IMF man to head State Bank of Pakistan

–IMF’s resident director for Egypt Dr Reza Baqir appointed as governor of central bank for three years

–Dr Ahmed Mujtaba Memon appointed as chairman of Federal Board of Revenue

 

ISLAMABAD: The Finance Ministry has appointed Dr Reza Baqir – a Pakistani economist working for the International Monetary Fund (IMF) – as the governor of the central bank for three years, as the Pakistan Tehreek-e-Insaf (PTI) government seeks to finalise a bailout package from the global lender.

Meanwhile, the government has also appointed Dr Ahmed Mujtaba Memon, currently an additional secretary in the Finance Division, as the new chairman of the Federal Board of Revenue (FBR).

“The President of Pakistan is pleased to appoint Dr Reza Baqir as Governor State Bank of Pakistan (SBP) for a period of three years from the date he assumes office,” read a notification from the government issued late Saturday night.

A Harvard and Berkeley university alumnus, Dr Reza Baqir has been with the IMF since 2000 and was serving as the Fund’s senior resident representative in Egypt. He has previously served as the head of the IMF Mission for Romania, and as Head of the Fund’s Debt Policy Division. He has also worked with the World Bank, the Massachusetts Institute of Technology (MIT) and the Union Bank of Switzerland.

Both the new head of the SBP and Adviser to the PM on Finance Dr Abdul Hafeez Shaikh are from the Bretton Woods institutions — the World Bank and the IMF. Dr Shaikh has also worked with the World Bank.

Informed sources said that the decision to remove the heads of two important economic policy-making institutions — SBP and the Federal Board of Revenue (FBR) — was taken after Dr Shaikh expressed the desire to bring his own team.

The departures of former governor SBP Tariq Bajwa and FBR chairman Jahanzeb Khan come only weeks after finance minister Asad Umar was asked to step down amid vital bailout negotiations with the IMF, suggesting the government wanted to overhaul its financial team amid weakening growth rates and soaring inflation.

It was learnt that Prime Minister Imran Khan was unhappy with the former SBP governor due to the continuous devaluation of Pakistani Rupee. However, the prime minister does not have the powers to remove the governor of the central bank except in certain circumstances that are defined in the SBP Act of 1956.

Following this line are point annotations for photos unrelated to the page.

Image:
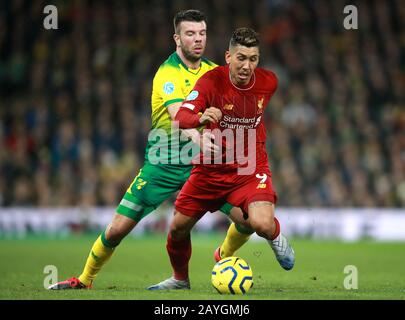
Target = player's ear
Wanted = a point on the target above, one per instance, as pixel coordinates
(176, 38)
(227, 57)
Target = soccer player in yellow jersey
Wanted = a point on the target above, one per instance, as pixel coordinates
(163, 172)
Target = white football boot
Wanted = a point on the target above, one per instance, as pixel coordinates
(284, 252)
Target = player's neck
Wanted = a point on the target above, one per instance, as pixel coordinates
(190, 64)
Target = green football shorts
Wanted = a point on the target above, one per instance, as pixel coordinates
(151, 187)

Bajwa was holding a statutory position for a period of three years that would have ended on July 6, 2020.

There had been resentment in the federal cabinet over the decision to continue with the people who had served with former finance minister Ishaq Dar.

The PML-N government appointed Tariq Bajwa as the SBP governor on July 7, 2017. The SBP Act of 1956 empowers the president of Pakistan to appoint a governor for a term of three years.

Bajwa retired from civil service in June 2017 as the finance secretary and was the third bureaucrat to be appointed as the head of the central bank. He is the only Pakistani to have won the prestigious Littauer Fellowship. He earned the reputation of being a competent and upright officer during his civil service career. He was among a handful of officers whose reputation remained clean despite serving as the FBR chairman for two and a half years.

The new SBP governor will face the immediate challenge of negotiating a bailout package with his previous employer and implement its conditions on the monetary policy and exchange rates.